Komisi I DPRA juga meminta Satker bentukan Presiden RI dan Komnas HAM untuk mengumumkan penyelesaian tiga perkara pelanggaran HAM masa lalu di Aceh, seperti yang telah diumumkan Presiden RI Jokowi. “Agar tidak muncul salah tafsir di lapangan,” kata Iskandar Usman.
Selain itu, Iskandar Usman Alfarlaky juga mengaku bingung dengan nasib penyelesaian pelanggaran HAM berat masa lalu di Aceh.
“Kondisi ini yang menjadi beban bagi kita, ini yang harus kita cari jalan keluar dan perlu kita duduk bersama,” kata Iskandar lagi.
Hal serupa juga diakui Anggota Komisi I DPR Aceh Irawan Abdullah. Meskipun demikian, dia berharap semua pihak dapat mengambil niat baik dari Presiden RI usai mengeluarkan pengakuan terhadap pelanggaran HAM berat masa lalu di Aceh.
Irawan juga berharap dalam penyelesaian kasus pelanggaran HAM masa lalu di Aceh tidak turut menimbulkan polemik di daerah. Dia juga mengaku khawatir banyak persoalan-persoalan yang akan timbul dalam penyelesaian kasus pelanggaran HAM di Aceh.
“Jangan timbul harapan dari masyarakat, kemudian timbul persoalan lagi,” kata Irawan.
Sementara terkait penyelesaian pelanggaran HAM masa lalu, Irawan Abdullah turut menyontohkan beberapa kasus yang dialami DPRA. Dia bahkan menyentil nasib Qanun Bendera Aceh dan Qanun Keluarga yang telah disahkan DPRA, akan tetapi hingga saat ini belum mendapat nomor registrasi dari Kemendagri sehingga tidak bisa dilaksanakan di Aceh.

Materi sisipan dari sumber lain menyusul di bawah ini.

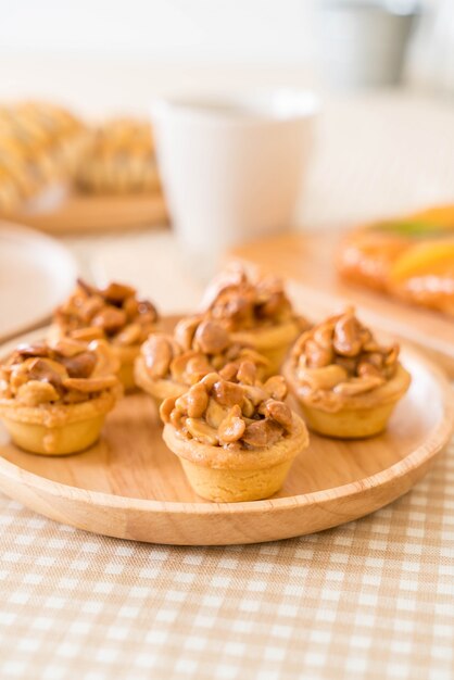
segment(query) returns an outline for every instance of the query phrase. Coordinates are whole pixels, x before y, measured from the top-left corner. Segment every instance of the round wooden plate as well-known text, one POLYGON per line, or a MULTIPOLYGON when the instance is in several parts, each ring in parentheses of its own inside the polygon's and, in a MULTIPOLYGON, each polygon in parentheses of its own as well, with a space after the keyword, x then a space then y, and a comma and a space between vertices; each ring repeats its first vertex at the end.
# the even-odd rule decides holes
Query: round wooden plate
POLYGON ((416 351, 405 349, 402 360, 413 382, 387 432, 355 442, 312 435, 283 489, 267 501, 199 499, 163 443, 146 394, 125 398, 108 417, 102 440, 78 455, 28 454, 1 430, 0 490, 56 521, 150 543, 255 543, 328 529, 406 493, 449 441, 450 383, 416 351))

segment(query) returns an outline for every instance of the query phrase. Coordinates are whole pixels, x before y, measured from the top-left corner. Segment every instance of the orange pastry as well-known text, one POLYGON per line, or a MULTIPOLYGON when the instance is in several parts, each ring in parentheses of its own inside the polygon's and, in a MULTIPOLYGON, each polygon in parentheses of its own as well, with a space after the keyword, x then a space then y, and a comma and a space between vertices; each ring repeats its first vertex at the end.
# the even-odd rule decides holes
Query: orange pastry
POLYGON ((345 280, 454 316, 454 206, 353 231, 337 264, 345 280))

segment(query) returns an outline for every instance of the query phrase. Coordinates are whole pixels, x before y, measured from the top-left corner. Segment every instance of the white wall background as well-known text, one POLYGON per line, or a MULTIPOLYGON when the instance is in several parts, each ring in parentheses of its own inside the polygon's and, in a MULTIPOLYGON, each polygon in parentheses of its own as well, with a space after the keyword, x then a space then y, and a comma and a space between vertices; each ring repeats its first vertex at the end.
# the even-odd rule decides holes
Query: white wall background
POLYGON ((304 64, 313 0, 1 0, 0 49, 191 63, 304 64))

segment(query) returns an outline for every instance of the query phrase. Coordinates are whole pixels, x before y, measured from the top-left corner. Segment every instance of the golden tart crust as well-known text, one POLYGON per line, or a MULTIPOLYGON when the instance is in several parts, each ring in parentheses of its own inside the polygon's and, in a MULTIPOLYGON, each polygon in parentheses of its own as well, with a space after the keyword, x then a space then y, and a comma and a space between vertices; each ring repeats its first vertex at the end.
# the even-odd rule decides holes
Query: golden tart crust
POLYGON ((281 488, 308 443, 303 420, 281 401, 286 392, 281 376, 239 383, 209 374, 162 404, 164 441, 196 493, 240 502, 268 498, 281 488))
POLYGON ((62 455, 90 446, 122 393, 103 341, 20 345, 1 366, 0 417, 14 443, 62 455))
POLYGON ((243 361, 252 362, 260 379, 269 372, 268 360, 235 341, 220 323, 191 316, 178 322, 173 336, 155 332, 148 338, 136 360, 135 379, 160 404, 213 370, 232 378, 243 361))
POLYGON ((290 345, 308 326, 293 312, 279 278, 248 276, 240 266, 220 273, 209 286, 202 314, 266 356, 268 375, 278 373, 290 345))
POLYGON ((311 429, 329 437, 381 432, 411 377, 399 347, 380 345, 349 308, 301 336, 285 375, 311 429))
POLYGON ((134 363, 157 323, 154 305, 139 300, 130 286, 113 281, 101 289, 78 279, 74 292, 55 310, 49 337, 106 340, 119 362, 118 377, 124 389, 133 391, 134 363))

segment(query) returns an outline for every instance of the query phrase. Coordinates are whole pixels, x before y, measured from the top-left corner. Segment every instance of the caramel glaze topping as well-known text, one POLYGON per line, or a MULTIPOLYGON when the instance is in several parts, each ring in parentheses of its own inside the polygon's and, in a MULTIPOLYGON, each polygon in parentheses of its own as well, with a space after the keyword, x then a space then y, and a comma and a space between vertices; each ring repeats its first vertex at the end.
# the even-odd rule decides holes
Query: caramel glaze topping
POLYGON ((349 307, 297 340, 291 364, 307 392, 351 396, 381 387, 396 372, 399 345, 380 345, 349 307))
POLYGON ((182 396, 166 399, 160 413, 182 439, 234 450, 269 448, 293 428, 286 395, 282 376, 262 383, 254 364, 244 361, 230 380, 210 373, 182 396))
MULTIPOLYGON (((228 330, 247 330, 295 320, 282 281, 275 277, 253 279, 242 268, 223 273, 209 287, 205 318, 220 320, 228 330)), ((304 319, 302 328, 307 327, 304 319)))
POLYGON ((20 344, 0 366, 0 398, 24 406, 76 404, 118 389, 117 369, 104 340, 20 344))
POLYGON ((244 360, 255 365, 262 378, 269 364, 252 348, 235 342, 219 323, 200 316, 181 319, 173 336, 152 333, 141 354, 152 379, 168 378, 182 385, 193 385, 213 370, 229 380, 244 360))
POLYGON ((112 282, 101 289, 83 279, 54 313, 62 335, 86 341, 104 338, 119 347, 143 342, 157 319, 153 304, 138 300, 130 286, 112 282))

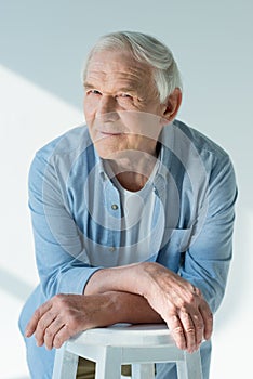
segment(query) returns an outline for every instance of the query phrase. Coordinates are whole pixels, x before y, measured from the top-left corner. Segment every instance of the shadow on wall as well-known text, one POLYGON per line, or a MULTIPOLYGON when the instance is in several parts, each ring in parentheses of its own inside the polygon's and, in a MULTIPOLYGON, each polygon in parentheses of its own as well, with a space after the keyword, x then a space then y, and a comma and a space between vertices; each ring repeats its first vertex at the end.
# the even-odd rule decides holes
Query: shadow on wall
POLYGON ((81 68, 91 48, 83 43, 81 10, 86 6, 78 1, 75 6, 57 0, 1 1, 0 64, 80 108, 81 68))

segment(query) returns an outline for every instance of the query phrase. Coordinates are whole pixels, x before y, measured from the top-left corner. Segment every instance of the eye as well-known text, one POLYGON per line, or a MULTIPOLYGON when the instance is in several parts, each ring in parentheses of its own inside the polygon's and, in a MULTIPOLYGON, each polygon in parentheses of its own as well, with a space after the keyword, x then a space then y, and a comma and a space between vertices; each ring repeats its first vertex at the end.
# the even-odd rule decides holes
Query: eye
POLYGON ((120 93, 120 97, 123 97, 123 99, 133 99, 133 96, 129 93, 120 93))

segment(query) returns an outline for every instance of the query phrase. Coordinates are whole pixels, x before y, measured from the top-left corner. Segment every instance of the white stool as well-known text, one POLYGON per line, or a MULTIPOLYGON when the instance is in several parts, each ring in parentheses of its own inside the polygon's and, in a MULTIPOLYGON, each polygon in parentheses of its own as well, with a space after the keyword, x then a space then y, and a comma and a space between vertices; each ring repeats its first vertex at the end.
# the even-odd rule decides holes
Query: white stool
POLYGON ((162 324, 116 324, 70 338, 56 350, 53 379, 75 379, 79 356, 96 363, 95 379, 120 379, 123 364, 132 365, 132 378, 154 379, 161 362, 175 362, 178 379, 202 379, 199 351, 176 348, 162 324))

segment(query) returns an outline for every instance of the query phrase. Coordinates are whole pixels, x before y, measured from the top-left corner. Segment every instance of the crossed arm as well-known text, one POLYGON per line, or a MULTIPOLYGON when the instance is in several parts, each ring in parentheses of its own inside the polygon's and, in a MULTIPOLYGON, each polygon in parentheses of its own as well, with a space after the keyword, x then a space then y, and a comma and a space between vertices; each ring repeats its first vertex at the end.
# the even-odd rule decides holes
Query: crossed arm
POLYGON ((177 347, 192 352, 211 337, 213 317, 189 282, 158 263, 137 263, 95 272, 84 295, 56 295, 35 312, 26 336, 59 348, 79 331, 120 322, 165 322, 177 347))

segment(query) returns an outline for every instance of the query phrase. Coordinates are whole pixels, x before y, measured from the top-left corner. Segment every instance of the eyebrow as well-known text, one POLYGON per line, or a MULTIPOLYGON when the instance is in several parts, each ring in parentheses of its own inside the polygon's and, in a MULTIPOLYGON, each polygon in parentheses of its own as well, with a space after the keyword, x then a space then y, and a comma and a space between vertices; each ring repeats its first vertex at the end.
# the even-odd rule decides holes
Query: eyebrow
MULTIPOLYGON (((85 89, 95 89, 96 86, 90 83, 89 81, 84 81, 83 83, 85 89)), ((137 88, 134 88, 133 86, 129 86, 129 87, 120 87, 117 92, 130 92, 130 93, 136 93, 137 92, 137 88)))

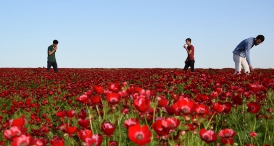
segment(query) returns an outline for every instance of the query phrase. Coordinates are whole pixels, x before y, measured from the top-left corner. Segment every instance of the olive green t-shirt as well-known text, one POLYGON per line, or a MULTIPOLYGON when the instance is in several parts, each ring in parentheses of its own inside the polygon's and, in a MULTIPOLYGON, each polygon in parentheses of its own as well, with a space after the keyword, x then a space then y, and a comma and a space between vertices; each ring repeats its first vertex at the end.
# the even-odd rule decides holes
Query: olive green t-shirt
POLYGON ((55 52, 56 50, 55 50, 51 55, 49 55, 48 54, 48 51, 52 51, 54 49, 54 48, 52 46, 52 45, 48 46, 47 48, 47 61, 51 61, 51 62, 55 62, 56 61, 56 58, 55 58, 55 52))

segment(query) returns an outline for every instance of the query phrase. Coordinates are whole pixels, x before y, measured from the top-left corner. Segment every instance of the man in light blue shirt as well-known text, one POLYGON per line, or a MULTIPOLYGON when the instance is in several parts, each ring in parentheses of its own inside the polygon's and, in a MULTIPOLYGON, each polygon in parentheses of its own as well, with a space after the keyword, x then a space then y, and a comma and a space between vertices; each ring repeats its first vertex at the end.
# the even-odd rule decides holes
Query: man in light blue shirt
POLYGON ((233 60, 235 62, 235 74, 241 73, 243 66, 245 73, 248 74, 254 71, 250 61, 250 49, 254 46, 260 45, 265 40, 265 37, 259 35, 256 38, 249 38, 242 41, 233 51, 233 60))

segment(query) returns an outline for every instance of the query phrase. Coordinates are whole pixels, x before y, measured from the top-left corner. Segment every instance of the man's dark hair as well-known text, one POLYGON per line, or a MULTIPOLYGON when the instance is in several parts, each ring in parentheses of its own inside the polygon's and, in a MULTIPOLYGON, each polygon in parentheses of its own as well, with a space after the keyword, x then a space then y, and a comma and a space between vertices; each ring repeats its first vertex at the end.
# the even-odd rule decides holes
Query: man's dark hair
POLYGON ((261 41, 263 42, 265 40, 265 37, 262 35, 259 35, 256 37, 257 39, 261 40, 261 41))
POLYGON ((191 43, 191 39, 190 39, 190 38, 187 38, 187 39, 185 39, 185 41, 186 41, 186 40, 187 40, 189 42, 191 43))
POLYGON ((56 40, 53 40, 53 44, 58 44, 58 41, 56 40))

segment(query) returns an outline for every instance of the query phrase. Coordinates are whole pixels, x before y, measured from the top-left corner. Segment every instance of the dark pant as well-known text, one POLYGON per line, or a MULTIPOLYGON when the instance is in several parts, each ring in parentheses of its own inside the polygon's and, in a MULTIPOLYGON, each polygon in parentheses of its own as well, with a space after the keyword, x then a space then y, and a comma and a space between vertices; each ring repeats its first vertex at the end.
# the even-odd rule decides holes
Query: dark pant
POLYGON ((183 68, 183 70, 186 72, 188 67, 190 67, 190 71, 194 72, 195 63, 195 61, 194 60, 186 61, 186 62, 185 62, 185 65, 184 65, 184 68, 183 68))
POLYGON ((57 63, 56 61, 52 62, 52 61, 47 61, 47 69, 46 70, 47 71, 49 71, 50 70, 50 68, 52 66, 53 67, 53 69, 54 69, 54 71, 58 72, 58 68, 57 67, 57 63))

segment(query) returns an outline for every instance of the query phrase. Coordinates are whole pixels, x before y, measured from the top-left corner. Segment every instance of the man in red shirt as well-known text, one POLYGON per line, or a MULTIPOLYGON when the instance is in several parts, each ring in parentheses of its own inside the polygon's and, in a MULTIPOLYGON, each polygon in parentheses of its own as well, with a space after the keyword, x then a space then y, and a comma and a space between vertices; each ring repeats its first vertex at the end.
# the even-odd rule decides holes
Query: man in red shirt
POLYGON ((187 45, 187 47, 185 46, 185 44, 183 46, 183 48, 185 49, 185 50, 187 52, 187 58, 185 59, 184 63, 184 68, 183 70, 186 72, 187 69, 189 66, 190 67, 190 71, 194 72, 194 63, 195 61, 194 60, 194 47, 193 45, 191 45, 191 39, 190 38, 187 38, 185 40, 185 44, 187 45))

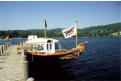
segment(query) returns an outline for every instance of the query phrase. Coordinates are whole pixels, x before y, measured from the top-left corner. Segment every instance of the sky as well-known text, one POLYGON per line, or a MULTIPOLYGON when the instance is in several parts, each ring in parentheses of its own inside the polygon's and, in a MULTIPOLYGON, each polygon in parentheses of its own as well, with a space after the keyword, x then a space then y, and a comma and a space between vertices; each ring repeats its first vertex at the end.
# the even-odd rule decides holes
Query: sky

“Kita harus optimis menatap ke depan, untuk kita selesaikan apa yang bisa kita selesaikan,” kata Irawan.
Dalam rapat tersebut, Otto yang turut terlibat dalam Tim PP HAM bentukan Presiden RI ikut menceritakan pengalamannya saat mengumpulkan data-data pengakuan korban pelanggaran HAM berat masa lalu.
Dia menceritakan turut mengalami guncangan psikologi ketika mendengar cerita-cerita korban pelanggaran HAM berat di Indonesia.